Not Okay could also be called The Worst Person in the World. It’s a fascinating dive into internet clout and internet shame starring Zoey Deutch as an average, clueless, lonely young woman who decides she wants to go to Paris. But that’s expensive so she fakes it through posted Photoshop images. Until a terrorist bombing where she allegedly just visited means she has to fake being a survivor too.

The film begins as an awkward cringe comedy with a main character who tries too hard. And then she lies and she starts to manipulate and you kind of hate (or at least cringe for) her. You know this is just leading toward an embarrassing reveal. But the longer it goes, the more you invest in the people around her. And maybe even in Deutch’s character too.

The film will likely be a Rorschach Test. Different people will come away with different interpretations of its main character. I see a shallow character who somehow goes through changes, actually becoming a better person, even though it’s all based on a lie. No matter how earnest she might become, she’s still the same liar from the beginning. Others will see a person who just becomes a worse and worse version of herself. And I think that duality is in the script.

Zoey Deutch gives a great performance, perhaps her best. If she wasn’t a bit of a star already, this is a star making turn. At first it doesn’t seem like anything too far out of her wheelhouse but, as the story progresses, she pulls off a great series of emotional turns. I was rooting for her to do the right thing and yet dreading the wreckage it would leave behind.

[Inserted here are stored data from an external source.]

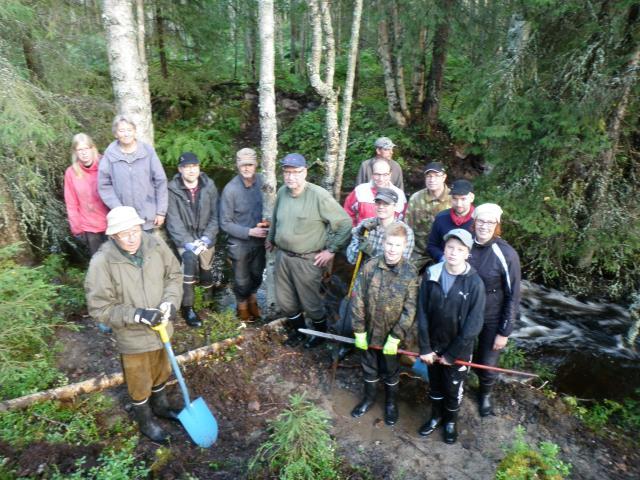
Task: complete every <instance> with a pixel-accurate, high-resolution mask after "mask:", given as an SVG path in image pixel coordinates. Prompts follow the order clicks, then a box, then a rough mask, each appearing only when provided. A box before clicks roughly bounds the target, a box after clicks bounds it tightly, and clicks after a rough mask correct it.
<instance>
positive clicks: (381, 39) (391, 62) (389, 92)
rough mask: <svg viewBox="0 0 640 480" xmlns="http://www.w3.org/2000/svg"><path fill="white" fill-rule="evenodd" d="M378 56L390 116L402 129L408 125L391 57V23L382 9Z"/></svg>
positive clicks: (382, 9) (378, 43)
mask: <svg viewBox="0 0 640 480" xmlns="http://www.w3.org/2000/svg"><path fill="white" fill-rule="evenodd" d="M378 55H379V56H380V63H382V72H383V74H384V88H385V91H386V94H387V105H388V107H389V115H390V116H391V118H392V119H393V121H394V122H395V123H396V124H398V125H399V126H401V127H404V126H406V125H407V119H406V117H405V116H404V114H403V113H402V109H401V108H400V99H399V97H398V90H397V86H396V85H397V84H396V75H395V72H394V68H393V59H392V56H391V40H390V38H389V22H388V19H387V17H386V13H385V12H384V8H383V9H382V16H381V18H380V21H379V22H378Z"/></svg>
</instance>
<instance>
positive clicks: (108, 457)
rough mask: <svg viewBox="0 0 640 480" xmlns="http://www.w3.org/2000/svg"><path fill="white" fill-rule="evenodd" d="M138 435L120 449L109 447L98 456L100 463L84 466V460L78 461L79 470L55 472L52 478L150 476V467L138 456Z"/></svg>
mask: <svg viewBox="0 0 640 480" xmlns="http://www.w3.org/2000/svg"><path fill="white" fill-rule="evenodd" d="M137 440H138V439H137V437H132V438H130V439H129V440H126V441H124V442H123V444H122V446H121V447H120V448H118V449H115V448H109V449H107V450H106V451H105V452H103V453H102V454H101V455H100V456H99V457H98V465H96V466H95V467H91V468H88V469H85V468H83V465H84V463H85V462H84V461H82V460H81V461H79V462H78V463H77V466H78V470H76V471H75V472H74V473H73V474H71V475H60V474H55V475H53V476H52V477H51V480H142V479H145V478H148V476H149V471H150V469H149V468H147V467H146V466H145V465H144V463H143V462H141V461H140V460H139V459H138V458H136V456H135V453H134V450H135V448H136V445H137Z"/></svg>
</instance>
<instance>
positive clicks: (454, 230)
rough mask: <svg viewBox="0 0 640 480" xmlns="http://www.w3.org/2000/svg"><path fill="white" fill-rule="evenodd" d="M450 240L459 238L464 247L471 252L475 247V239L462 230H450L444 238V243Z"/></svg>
mask: <svg viewBox="0 0 640 480" xmlns="http://www.w3.org/2000/svg"><path fill="white" fill-rule="evenodd" d="M450 238H457V239H458V240H460V241H461V242H462V243H464V245H465V246H466V247H467V248H468V249H469V250H471V248H472V247H473V238H471V234H470V233H469V232H467V231H466V230H464V229H462V228H454V229H453V230H449V232H447V233H446V234H445V236H444V241H445V242H446V241H447V240H449V239H450Z"/></svg>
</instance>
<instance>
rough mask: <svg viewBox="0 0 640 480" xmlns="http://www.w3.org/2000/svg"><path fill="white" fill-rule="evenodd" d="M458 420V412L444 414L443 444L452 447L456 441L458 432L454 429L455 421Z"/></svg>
mask: <svg viewBox="0 0 640 480" xmlns="http://www.w3.org/2000/svg"><path fill="white" fill-rule="evenodd" d="M457 420H458V412H457V411H455V412H450V411H449V410H447V411H446V412H445V419H444V443H447V444H449V445H452V444H454V443H456V440H458V430H457V429H456V421H457Z"/></svg>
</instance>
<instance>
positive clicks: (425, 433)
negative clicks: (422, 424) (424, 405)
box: [418, 399, 442, 437]
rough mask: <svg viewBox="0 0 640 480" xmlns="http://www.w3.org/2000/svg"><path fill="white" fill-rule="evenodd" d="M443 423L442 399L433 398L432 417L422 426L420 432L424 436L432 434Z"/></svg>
mask: <svg viewBox="0 0 640 480" xmlns="http://www.w3.org/2000/svg"><path fill="white" fill-rule="evenodd" d="M441 423H442V400H433V399H432V400H431V419H430V420H429V421H428V422H427V423H425V424H424V425H422V426H421V427H420V430H418V433H419V434H420V435H421V436H423V437H428V436H429V435H431V434H432V433H433V432H434V431H435V429H436V428H438V427H439V426H440V424H441Z"/></svg>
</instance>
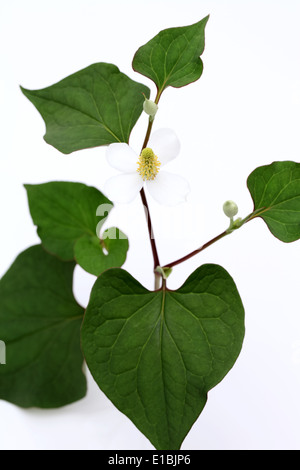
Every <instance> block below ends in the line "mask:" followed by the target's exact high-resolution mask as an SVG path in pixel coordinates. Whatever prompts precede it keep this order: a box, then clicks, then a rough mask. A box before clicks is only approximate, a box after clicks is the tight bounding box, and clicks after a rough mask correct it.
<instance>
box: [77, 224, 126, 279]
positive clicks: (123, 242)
mask: <svg viewBox="0 0 300 470" xmlns="http://www.w3.org/2000/svg"><path fill="white" fill-rule="evenodd" d="M107 235H108V237H107ZM127 251H128V239H127V237H126V235H124V233H123V232H121V230H119V229H118V228H115V227H112V228H110V229H107V230H105V232H103V238H101V239H100V240H99V238H98V237H97V236H93V237H92V236H88V235H86V236H83V237H81V238H79V240H78V241H77V242H76V244H75V247H74V253H75V259H76V261H77V263H78V264H79V265H80V266H81V267H82V268H83V269H85V270H86V271H87V272H89V273H91V274H94V275H95V276H99V275H100V274H101V273H102V272H103V271H105V270H106V269H109V268H111V267H120V266H122V265H123V264H124V263H125V260H126V256H127Z"/></svg>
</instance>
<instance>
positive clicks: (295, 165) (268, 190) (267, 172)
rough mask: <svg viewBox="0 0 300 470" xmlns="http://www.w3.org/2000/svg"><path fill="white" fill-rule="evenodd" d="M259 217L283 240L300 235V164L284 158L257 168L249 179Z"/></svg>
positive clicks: (249, 187) (271, 230) (249, 181)
mask: <svg viewBox="0 0 300 470" xmlns="http://www.w3.org/2000/svg"><path fill="white" fill-rule="evenodd" d="M247 185H248V188H249V191H250V193H251V196H252V199H253V202H254V210H255V211H256V214H255V217H261V218H262V219H263V220H264V221H265V222H266V224H267V226H268V227H269V229H270V231H271V233H272V234H273V235H274V236H275V237H276V238H278V239H279V240H281V241H283V242H293V241H295V240H298V239H299V238H300V163H295V162H290V161H284V162H274V163H272V164H271V165H265V166H261V167H259V168H256V170H254V171H253V172H252V173H251V174H250V176H249V177H248V180H247Z"/></svg>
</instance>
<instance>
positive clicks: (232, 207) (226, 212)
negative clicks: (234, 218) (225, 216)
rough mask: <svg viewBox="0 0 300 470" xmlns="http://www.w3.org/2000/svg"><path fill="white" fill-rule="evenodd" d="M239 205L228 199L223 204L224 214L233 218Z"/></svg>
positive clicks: (229, 217)
mask: <svg viewBox="0 0 300 470" xmlns="http://www.w3.org/2000/svg"><path fill="white" fill-rule="evenodd" d="M238 210H239V209H238V206H237V205H236V203H235V202H233V201H226V202H224V204H223V211H224V214H225V215H227V217H229V218H230V219H232V218H233V217H234V216H235V215H236V214H237V213H238Z"/></svg>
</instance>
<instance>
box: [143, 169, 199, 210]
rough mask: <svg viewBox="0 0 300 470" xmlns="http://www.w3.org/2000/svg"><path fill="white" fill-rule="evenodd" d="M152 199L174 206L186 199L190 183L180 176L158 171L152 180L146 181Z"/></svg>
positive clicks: (162, 202) (172, 173)
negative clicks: (155, 177) (157, 174)
mask: <svg viewBox="0 0 300 470" xmlns="http://www.w3.org/2000/svg"><path fill="white" fill-rule="evenodd" d="M146 186H147V189H148V191H149V193H150V194H151V196H152V197H153V199H155V200H156V201H157V202H159V203H160V204H164V205H166V206H176V205H177V204H181V203H182V202H185V201H186V198H187V195H188V193H189V192H190V185H189V183H188V182H187V180H186V179H185V178H182V176H179V175H174V174H173V173H169V172H168V171H160V172H159V173H158V175H157V176H156V178H155V179H154V180H153V181H147V182H146Z"/></svg>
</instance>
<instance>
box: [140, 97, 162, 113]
mask: <svg viewBox="0 0 300 470" xmlns="http://www.w3.org/2000/svg"><path fill="white" fill-rule="evenodd" d="M143 108H144V111H145V113H146V114H148V115H149V116H150V117H151V118H152V119H153V118H154V116H155V114H156V113H157V110H158V106H157V104H156V103H154V101H152V100H148V98H146V96H145V101H144V104H143Z"/></svg>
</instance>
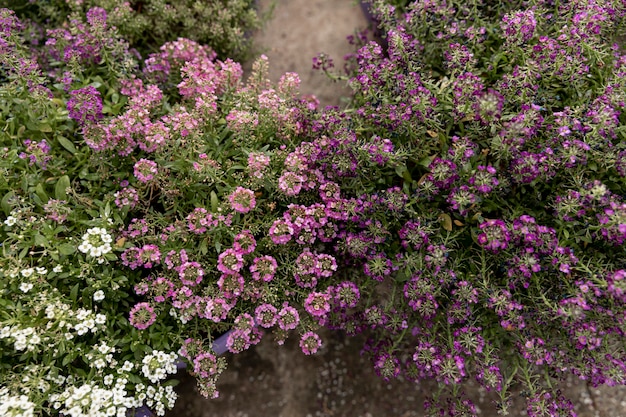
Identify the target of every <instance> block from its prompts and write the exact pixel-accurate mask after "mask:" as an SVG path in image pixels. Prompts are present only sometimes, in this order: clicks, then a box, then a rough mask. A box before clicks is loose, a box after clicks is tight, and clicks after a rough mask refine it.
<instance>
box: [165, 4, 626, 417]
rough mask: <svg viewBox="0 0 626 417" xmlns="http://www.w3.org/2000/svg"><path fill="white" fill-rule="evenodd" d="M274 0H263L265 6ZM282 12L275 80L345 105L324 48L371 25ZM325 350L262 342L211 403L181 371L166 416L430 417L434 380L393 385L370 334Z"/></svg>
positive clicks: (592, 390) (274, 66)
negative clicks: (427, 409)
mask: <svg viewBox="0 0 626 417" xmlns="http://www.w3.org/2000/svg"><path fill="white" fill-rule="evenodd" d="M272 1H273V0H261V1H260V4H261V7H262V9H264V8H267V7H268V5H269V4H270V3H271V2H272ZM275 2H276V8H275V11H274V18H273V19H272V20H271V21H270V22H269V23H268V24H267V26H266V28H265V29H264V30H263V31H261V32H259V33H257V34H256V35H255V39H256V42H257V44H258V46H259V51H260V52H262V53H265V54H266V55H267V56H268V57H269V60H270V78H271V79H272V80H273V81H278V79H279V78H280V76H281V75H282V74H283V73H285V72H288V71H293V72H297V73H298V74H300V77H301V79H302V92H303V93H304V94H315V95H316V96H317V97H318V99H320V102H321V104H322V105H338V104H340V98H341V96H342V95H344V96H345V95H347V94H348V90H347V89H346V88H345V86H342V85H340V84H337V83H331V82H329V81H328V80H327V79H326V78H325V77H324V76H323V75H322V74H321V73H320V72H316V71H313V70H312V69H311V67H312V58H313V57H314V56H315V55H317V54H318V53H319V52H325V53H327V54H329V55H330V56H332V57H333V58H334V60H335V63H336V64H337V65H338V66H341V65H342V63H341V61H342V57H343V56H344V55H345V54H347V53H349V52H351V49H350V47H349V45H348V43H347V42H346V40H345V39H346V36H347V35H350V34H352V33H353V32H354V30H355V28H359V29H363V28H365V27H366V25H367V22H366V20H365V18H364V17H363V14H362V13H361V10H360V8H359V6H358V5H357V4H356V3H355V1H353V0H275ZM324 339H325V340H324V341H325V347H324V349H323V350H322V352H321V353H320V354H318V355H316V356H311V357H307V356H304V355H303V354H302V353H301V352H300V349H299V348H298V346H297V343H296V340H295V338H293V339H291V340H289V341H288V342H287V343H286V345H285V346H282V347H278V346H276V344H275V343H274V342H273V341H272V340H271V337H268V338H266V339H265V340H263V342H261V344H260V345H259V346H257V347H256V348H255V349H252V350H250V351H247V352H244V353H243V354H240V355H237V356H232V355H229V356H228V361H229V369H228V370H227V371H226V372H225V373H224V375H223V376H222V379H221V382H220V384H219V389H220V392H221V397H220V398H219V399H217V400H210V401H209V400H205V399H203V398H202V397H200V396H199V395H198V394H196V389H195V382H194V380H193V379H191V378H189V377H187V378H184V377H183V381H182V384H181V385H180V386H179V387H178V389H177V391H178V392H179V393H180V394H181V398H180V399H179V401H178V405H177V407H176V408H175V409H174V410H173V411H172V412H170V413H169V414H168V417H327V416H328V417H331V416H332V417H411V416H414V417H423V416H424V412H423V408H422V404H423V400H424V396H425V395H428V394H429V393H430V392H431V390H432V389H434V388H435V386H434V385H433V384H431V383H424V384H420V385H416V384H412V383H406V382H399V381H395V382H393V383H385V382H383V381H382V380H380V379H379V378H378V377H376V375H375V374H374V372H373V370H372V366H371V364H370V363H366V362H365V361H364V360H363V359H362V358H361V357H360V355H359V351H360V348H361V346H362V342H363V340H362V339H359V338H357V339H344V338H342V337H341V335H337V334H330V333H326V334H325V335H324ZM568 385H569V386H567V387H564V389H565V390H566V392H567V394H568V395H569V397H570V398H572V399H574V400H575V401H576V402H577V404H576V406H577V409H578V412H579V416H580V417H626V389H624V387H620V388H605V389H602V390H590V389H587V387H586V385H585V384H584V383H581V382H579V381H572V382H571V383H570V384H568ZM464 389H465V391H466V392H467V394H468V395H469V396H470V398H472V399H473V400H474V401H475V402H476V404H477V405H478V407H479V408H480V409H481V415H482V416H485V417H495V416H496V413H495V410H494V408H493V407H492V406H491V405H490V401H491V399H492V398H493V397H490V396H489V395H488V393H486V392H484V390H481V389H480V387H478V386H477V385H475V384H468V385H467V386H466V387H464ZM515 404H516V406H515V407H514V408H513V412H512V414H511V416H512V417H518V416H524V415H526V413H525V411H524V407H523V399H522V398H521V397H518V398H516V399H515Z"/></svg>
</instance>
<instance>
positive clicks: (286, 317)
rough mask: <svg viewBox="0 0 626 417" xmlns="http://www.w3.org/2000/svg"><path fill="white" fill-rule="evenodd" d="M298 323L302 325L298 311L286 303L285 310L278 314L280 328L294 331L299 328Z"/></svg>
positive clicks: (278, 318) (285, 304) (283, 307)
mask: <svg viewBox="0 0 626 417" xmlns="http://www.w3.org/2000/svg"><path fill="white" fill-rule="evenodd" d="M298 323H300V315H299V314H298V310H296V309H295V308H293V307H291V306H290V305H289V304H287V302H285V304H283V308H282V309H281V310H280V311H279V312H278V327H280V328H281V329H282V330H293V329H295V328H296V327H298Z"/></svg>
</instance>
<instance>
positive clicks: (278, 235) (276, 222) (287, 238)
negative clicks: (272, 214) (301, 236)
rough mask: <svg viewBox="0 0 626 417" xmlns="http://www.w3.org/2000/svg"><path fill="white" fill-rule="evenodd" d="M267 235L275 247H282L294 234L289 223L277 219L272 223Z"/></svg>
mask: <svg viewBox="0 0 626 417" xmlns="http://www.w3.org/2000/svg"><path fill="white" fill-rule="evenodd" d="M269 234H270V237H271V239H272V242H274V243H275V244H277V245H284V244H285V243H287V242H289V241H290V240H291V237H292V235H293V234H294V229H293V226H292V225H291V223H290V222H288V221H286V220H283V219H278V220H275V221H274V223H272V226H271V227H270V230H269Z"/></svg>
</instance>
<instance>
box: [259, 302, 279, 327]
mask: <svg viewBox="0 0 626 417" xmlns="http://www.w3.org/2000/svg"><path fill="white" fill-rule="evenodd" d="M254 319H255V321H256V323H257V324H258V325H259V326H261V327H265V328H266V329H267V328H270V327H272V326H273V325H275V324H276V320H277V319H278V310H277V309H276V307H274V306H273V305H271V304H261V305H260V306H258V307H257V308H256V309H255V310H254Z"/></svg>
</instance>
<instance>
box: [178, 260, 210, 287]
mask: <svg viewBox="0 0 626 417" xmlns="http://www.w3.org/2000/svg"><path fill="white" fill-rule="evenodd" d="M178 276H179V277H180V280H181V282H182V283H183V284H185V285H189V286H190V287H193V286H196V285H198V284H200V282H202V277H203V276H204V270H203V269H202V268H201V267H200V264H199V263H198V262H185V263H184V264H182V265H181V266H180V267H179V268H178Z"/></svg>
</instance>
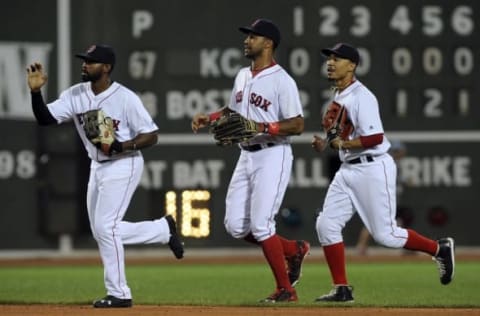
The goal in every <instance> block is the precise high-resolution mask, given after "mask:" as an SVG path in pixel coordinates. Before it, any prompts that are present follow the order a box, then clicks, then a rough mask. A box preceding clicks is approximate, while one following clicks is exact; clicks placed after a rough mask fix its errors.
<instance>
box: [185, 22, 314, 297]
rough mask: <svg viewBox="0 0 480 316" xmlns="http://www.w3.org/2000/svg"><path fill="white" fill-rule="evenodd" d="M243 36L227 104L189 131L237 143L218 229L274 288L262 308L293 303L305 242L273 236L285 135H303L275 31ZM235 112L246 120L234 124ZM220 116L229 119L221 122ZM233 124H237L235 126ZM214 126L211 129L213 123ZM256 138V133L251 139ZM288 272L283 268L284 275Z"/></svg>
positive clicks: (283, 176)
mask: <svg viewBox="0 0 480 316" xmlns="http://www.w3.org/2000/svg"><path fill="white" fill-rule="evenodd" d="M240 31H241V32H243V33H245V34H246V35H247V36H246V38H245V41H244V55H245V57H247V58H248V59H250V60H251V65H250V66H249V67H245V68H243V69H241V70H240V71H239V72H238V74H237V76H236V78H235V83H234V87H233V91H232V94H231V98H230V103H229V104H228V106H227V107H225V108H223V109H222V110H220V111H218V112H215V113H211V114H205V113H199V114H196V115H195V116H194V117H193V119H192V130H193V131H194V132H197V130H198V129H199V128H202V127H206V126H210V125H213V127H212V129H213V133H214V134H215V138H216V140H217V142H220V144H229V145H230V144H233V143H235V142H237V141H239V143H238V144H237V145H238V146H239V147H240V157H239V159H238V162H237V165H236V167H235V171H234V172H233V176H232V178H231V180H230V185H229V187H228V192H227V197H226V212H225V228H226V230H227V232H228V233H229V234H230V235H232V236H233V237H234V238H243V239H245V240H246V241H249V242H251V243H254V244H256V245H260V246H261V248H262V250H263V254H264V256H265V258H266V260H267V262H268V264H269V265H270V268H271V270H272V272H273V275H274V277H275V281H276V289H275V291H274V292H273V293H272V294H271V295H269V296H268V297H266V298H265V299H262V300H261V302H267V303H276V302H295V301H297V300H298V297H297V293H296V291H295V289H294V286H295V285H296V284H297V282H298V280H299V278H300V275H301V266H302V262H303V260H304V257H305V255H306V254H307V253H308V252H309V249H310V245H309V243H308V242H306V241H301V240H298V241H296V240H288V239H285V238H283V237H281V236H279V235H278V234H277V233H276V227H275V215H276V214H277V213H278V210H279V207H280V205H281V203H282V200H283V196H284V194H285V191H286V189H287V185H288V182H289V179H290V174H291V170H292V163H293V154H292V148H291V145H290V136H291V135H299V134H301V133H302V132H303V127H304V122H303V110H302V105H301V103H300V97H299V94H298V89H297V86H296V84H295V82H294V80H293V79H292V78H291V77H290V75H288V73H287V72H286V71H285V70H284V69H283V68H282V67H281V66H280V65H278V64H277V63H276V62H275V59H274V52H275V49H276V48H277V46H278V44H279V43H280V31H279V29H278V27H277V26H276V25H275V24H274V23H273V22H272V21H270V20H267V19H258V20H256V21H255V22H253V24H252V25H250V26H246V27H241V28H240ZM232 112H235V113H238V114H239V115H241V116H242V117H243V118H245V119H246V120H248V121H244V120H242V119H239V118H238V116H236V115H229V113H232ZM225 116H227V117H228V118H225V119H223V117H225ZM217 120H221V122H223V121H225V122H226V124H228V122H230V123H231V124H234V125H237V123H238V122H239V121H241V122H240V124H238V125H241V126H245V127H242V128H241V129H240V130H241V131H243V130H248V131H252V130H253V134H254V135H253V137H250V134H248V136H245V133H243V132H241V133H239V134H241V135H242V136H240V137H238V134H236V133H229V132H228V133H226V132H225V133H224V131H225V130H237V129H235V128H232V129H229V128H227V126H223V123H219V124H216V123H213V122H215V121H217ZM234 122H237V123H234ZM212 123H213V124H212ZM255 131H257V132H258V133H257V132H255ZM286 267H287V268H286Z"/></svg>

Mia Isaac plays a teenage girl Deutch befriends who previously survived a school shooting. If I hadn’t already said her performance in Don’t Make Me Go was star making in her first on-screen credit, Not Okay would be her star making performance for her second. This girl has talent with a capital Talent. Her emotional strength and shattered, shame-filled vulnerability are fantastic.

I loved the emotional intelligence of this script and its performances. I love how this film understands clout chasing and internet shaming and doesn’t shy away from it… and how, at least for me, it got me to feel for the worst person in the world. And more for her victim. This is a very solid film.